2004年と比較的最近開拓されたルートで,ROCK&SNOW 27号で発表されています.最初の2ピッチは3ルンゼの左岸の壁をF1基部から取付くじーやの大冒険を登ります.2ピッチ目の前半から真上に見えているルーフに向かって進み,4ピッチ目で核心部のルーフクラックを登ります.2ピッチ目から右上に登っていくじーやの大冒険と比べるとこちらの方が自然なラインに感じます.
核心部は150度ほどの前傾した壁でコーナーのシンクラックに沿って登ります.このピッチに5.10dがついておりアルパインクライミングのルートとしては厳しめです.
1ルンゼや左方カンテなどの人気ルートと比べると再登者は少ないですが岩は比較的安定しておりプロテクションもしっかりとれるため安心して登れます.
ルート紹介
全5ピッチのルートで1ピッチ目と2ピッチ目の途中までは既成ルートのじーやの大冒険と共通です.各ピッチについて紹介していきます.
1P目 5.10a 50m
1P目はじーやの大冒険と共通です.3ルンゼF1手前から右側の壁にあるクラックを目印に取付きます.50m目いっぱいロープを伸ばすのと,3ルンゼ内は落石のリスクもあるため一段上がったところにカムで支点を構築してビレイをする方がよさそうです.

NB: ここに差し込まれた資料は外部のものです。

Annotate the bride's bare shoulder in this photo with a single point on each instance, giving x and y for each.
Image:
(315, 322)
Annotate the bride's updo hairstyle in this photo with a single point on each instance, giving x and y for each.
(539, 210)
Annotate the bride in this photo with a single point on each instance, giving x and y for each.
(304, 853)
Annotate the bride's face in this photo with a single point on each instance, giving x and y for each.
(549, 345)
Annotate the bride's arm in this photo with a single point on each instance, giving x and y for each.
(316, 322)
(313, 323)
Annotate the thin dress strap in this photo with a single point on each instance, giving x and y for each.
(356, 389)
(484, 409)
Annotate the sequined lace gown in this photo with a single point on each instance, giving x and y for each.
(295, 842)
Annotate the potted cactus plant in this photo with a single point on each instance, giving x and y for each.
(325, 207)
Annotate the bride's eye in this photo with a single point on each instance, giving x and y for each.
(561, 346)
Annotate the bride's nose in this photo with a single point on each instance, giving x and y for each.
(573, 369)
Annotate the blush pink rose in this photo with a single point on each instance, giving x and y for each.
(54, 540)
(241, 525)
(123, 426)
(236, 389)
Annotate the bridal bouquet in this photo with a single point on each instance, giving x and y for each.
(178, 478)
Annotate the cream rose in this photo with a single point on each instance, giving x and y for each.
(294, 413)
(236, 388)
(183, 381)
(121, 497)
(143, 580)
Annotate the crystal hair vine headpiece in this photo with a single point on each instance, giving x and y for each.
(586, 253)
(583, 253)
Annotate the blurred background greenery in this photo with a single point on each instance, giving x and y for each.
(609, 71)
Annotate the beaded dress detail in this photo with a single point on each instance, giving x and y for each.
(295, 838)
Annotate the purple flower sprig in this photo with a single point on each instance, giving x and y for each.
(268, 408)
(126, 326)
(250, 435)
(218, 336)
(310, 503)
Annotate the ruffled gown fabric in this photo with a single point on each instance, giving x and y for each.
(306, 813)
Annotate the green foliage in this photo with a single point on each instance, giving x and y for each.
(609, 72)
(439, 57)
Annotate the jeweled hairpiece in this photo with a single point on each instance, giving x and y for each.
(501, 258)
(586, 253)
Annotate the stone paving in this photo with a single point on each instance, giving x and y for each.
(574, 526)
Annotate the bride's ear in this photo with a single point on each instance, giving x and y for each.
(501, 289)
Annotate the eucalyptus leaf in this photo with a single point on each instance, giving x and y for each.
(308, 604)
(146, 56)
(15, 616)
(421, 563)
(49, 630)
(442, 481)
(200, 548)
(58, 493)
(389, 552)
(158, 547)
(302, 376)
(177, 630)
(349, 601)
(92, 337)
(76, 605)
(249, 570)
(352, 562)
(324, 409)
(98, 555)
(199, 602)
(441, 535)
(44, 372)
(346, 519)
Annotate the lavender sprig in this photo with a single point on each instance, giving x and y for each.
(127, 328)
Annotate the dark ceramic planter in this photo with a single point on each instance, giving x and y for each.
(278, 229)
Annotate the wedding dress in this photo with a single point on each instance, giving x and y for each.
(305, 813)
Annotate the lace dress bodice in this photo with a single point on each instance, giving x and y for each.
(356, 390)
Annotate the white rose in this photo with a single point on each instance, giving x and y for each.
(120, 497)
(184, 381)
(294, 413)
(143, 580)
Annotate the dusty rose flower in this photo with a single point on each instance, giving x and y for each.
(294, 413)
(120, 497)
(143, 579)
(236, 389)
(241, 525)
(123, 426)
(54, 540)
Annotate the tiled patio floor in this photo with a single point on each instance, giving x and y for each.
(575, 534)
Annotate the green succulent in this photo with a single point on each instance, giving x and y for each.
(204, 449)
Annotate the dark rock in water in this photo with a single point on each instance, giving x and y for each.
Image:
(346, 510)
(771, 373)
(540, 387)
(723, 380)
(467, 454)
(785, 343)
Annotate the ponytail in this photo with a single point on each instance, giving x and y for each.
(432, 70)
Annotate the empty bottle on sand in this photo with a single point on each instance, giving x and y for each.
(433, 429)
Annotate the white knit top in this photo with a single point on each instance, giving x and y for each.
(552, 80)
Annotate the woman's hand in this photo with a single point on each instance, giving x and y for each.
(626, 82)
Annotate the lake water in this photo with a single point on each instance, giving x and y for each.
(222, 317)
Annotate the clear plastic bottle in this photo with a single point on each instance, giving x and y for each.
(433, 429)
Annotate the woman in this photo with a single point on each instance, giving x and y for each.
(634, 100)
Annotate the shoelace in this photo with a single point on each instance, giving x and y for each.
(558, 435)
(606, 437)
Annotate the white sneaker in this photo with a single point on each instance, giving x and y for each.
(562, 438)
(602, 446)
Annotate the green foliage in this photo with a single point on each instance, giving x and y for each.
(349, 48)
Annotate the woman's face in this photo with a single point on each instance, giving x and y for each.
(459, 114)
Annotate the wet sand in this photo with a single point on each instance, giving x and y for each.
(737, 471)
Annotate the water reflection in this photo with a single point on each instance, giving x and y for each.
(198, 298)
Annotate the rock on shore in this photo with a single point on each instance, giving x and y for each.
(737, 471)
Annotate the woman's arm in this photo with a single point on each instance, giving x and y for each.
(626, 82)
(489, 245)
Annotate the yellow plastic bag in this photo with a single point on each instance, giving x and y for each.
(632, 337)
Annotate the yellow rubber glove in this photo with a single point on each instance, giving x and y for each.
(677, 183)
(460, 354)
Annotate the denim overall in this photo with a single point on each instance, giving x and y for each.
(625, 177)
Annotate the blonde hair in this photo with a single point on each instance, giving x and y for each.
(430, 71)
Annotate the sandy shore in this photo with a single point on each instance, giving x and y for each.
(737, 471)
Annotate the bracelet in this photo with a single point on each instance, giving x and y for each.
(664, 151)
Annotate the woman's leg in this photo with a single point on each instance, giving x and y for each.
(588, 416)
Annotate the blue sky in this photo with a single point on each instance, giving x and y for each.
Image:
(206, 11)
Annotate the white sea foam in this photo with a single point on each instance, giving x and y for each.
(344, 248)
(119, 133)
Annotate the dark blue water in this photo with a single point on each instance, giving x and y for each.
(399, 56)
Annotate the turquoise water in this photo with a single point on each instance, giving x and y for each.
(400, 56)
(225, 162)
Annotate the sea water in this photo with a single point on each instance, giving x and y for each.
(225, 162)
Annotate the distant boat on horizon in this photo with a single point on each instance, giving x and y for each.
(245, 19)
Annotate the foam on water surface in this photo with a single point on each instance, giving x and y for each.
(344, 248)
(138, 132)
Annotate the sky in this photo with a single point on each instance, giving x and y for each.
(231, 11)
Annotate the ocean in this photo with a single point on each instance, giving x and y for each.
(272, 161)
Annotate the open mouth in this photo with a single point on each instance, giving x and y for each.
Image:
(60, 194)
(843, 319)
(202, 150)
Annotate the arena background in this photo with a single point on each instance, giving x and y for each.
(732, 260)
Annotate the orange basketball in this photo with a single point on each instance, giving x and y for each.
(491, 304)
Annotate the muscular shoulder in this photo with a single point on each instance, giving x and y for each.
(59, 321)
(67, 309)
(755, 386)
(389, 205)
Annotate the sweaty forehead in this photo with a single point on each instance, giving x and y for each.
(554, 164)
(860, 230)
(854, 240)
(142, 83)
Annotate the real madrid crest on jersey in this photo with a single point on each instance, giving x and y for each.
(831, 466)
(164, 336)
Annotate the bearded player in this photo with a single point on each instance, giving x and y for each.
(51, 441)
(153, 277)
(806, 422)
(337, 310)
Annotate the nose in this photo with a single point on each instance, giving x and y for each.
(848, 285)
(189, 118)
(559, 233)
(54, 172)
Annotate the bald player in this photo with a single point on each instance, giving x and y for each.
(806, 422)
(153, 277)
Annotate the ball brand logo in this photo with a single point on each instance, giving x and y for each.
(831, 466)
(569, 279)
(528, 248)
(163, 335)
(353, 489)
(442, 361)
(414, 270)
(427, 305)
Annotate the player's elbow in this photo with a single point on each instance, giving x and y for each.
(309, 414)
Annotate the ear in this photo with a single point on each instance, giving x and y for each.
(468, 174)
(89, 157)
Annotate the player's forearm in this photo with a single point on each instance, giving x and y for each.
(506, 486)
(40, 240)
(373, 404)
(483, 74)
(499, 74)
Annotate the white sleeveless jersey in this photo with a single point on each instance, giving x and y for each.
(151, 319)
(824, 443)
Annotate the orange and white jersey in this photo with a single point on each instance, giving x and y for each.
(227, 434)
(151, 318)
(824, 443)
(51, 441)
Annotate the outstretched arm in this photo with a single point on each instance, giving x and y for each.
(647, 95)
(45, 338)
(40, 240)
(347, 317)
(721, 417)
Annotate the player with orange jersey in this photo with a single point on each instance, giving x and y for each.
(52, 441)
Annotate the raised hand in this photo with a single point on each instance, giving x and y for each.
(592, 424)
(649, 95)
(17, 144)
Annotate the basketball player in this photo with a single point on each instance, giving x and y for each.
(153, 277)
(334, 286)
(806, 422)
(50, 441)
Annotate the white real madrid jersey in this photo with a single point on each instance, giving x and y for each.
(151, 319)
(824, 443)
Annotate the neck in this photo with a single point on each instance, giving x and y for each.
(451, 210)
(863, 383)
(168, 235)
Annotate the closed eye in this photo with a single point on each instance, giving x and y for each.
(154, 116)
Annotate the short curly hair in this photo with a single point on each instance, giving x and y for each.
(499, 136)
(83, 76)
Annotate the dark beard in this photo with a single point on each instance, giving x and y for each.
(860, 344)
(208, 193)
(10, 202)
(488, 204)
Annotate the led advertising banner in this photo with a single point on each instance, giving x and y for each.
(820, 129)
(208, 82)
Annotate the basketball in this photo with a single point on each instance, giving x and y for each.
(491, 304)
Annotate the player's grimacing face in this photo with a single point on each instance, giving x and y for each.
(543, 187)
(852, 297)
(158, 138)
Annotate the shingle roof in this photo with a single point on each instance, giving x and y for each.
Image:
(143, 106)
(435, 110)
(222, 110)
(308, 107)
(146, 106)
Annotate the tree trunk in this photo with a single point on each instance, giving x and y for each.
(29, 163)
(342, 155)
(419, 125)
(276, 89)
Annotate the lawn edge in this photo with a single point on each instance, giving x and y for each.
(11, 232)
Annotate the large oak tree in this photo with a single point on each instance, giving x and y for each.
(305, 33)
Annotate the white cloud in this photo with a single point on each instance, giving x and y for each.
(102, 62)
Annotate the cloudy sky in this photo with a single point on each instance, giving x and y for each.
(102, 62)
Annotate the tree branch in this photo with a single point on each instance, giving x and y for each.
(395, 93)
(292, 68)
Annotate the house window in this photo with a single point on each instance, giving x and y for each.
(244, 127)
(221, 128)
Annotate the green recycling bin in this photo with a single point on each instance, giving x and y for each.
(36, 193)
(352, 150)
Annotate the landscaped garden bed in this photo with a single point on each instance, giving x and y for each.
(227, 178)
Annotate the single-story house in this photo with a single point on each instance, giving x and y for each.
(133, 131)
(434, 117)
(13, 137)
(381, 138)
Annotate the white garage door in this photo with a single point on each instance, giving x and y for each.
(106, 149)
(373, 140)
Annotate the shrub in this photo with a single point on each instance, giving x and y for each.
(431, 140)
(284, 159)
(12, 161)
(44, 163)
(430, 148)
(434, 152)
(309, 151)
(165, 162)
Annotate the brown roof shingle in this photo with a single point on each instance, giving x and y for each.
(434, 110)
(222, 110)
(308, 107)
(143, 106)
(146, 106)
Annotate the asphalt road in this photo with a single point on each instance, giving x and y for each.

出だしは傾斜の強い壁をポジティブなホールドを使いながら高度を稼いでいきます.クラックが広くなるところで体がはいるため一息付けますが,ここからが核心です.フェイスはホールドも乏しいためチムニーの中に入る必要があります.ですが抜け口ではクラックが狭くなっているため被りを感じます.被ったクラックを抜けると易しい岩場を少し登りピッチを切ります.
2,3P目 Ⅳ+級 30m,Ⅴ級 20m
2P目の途中まではじーやの大冒険と共通ですが,途中からは分かれて頭上に見えているハング帯を目指します.2-3ピッチ目は長さは50mですが屈曲も多くピッチを切る方がいいでしょう.
2ピッチ目は草付き交じりの岩場を登り左にトラバースする手前の狭いテラスにハンガーボルトが1本あるのでここでピッチを切ります.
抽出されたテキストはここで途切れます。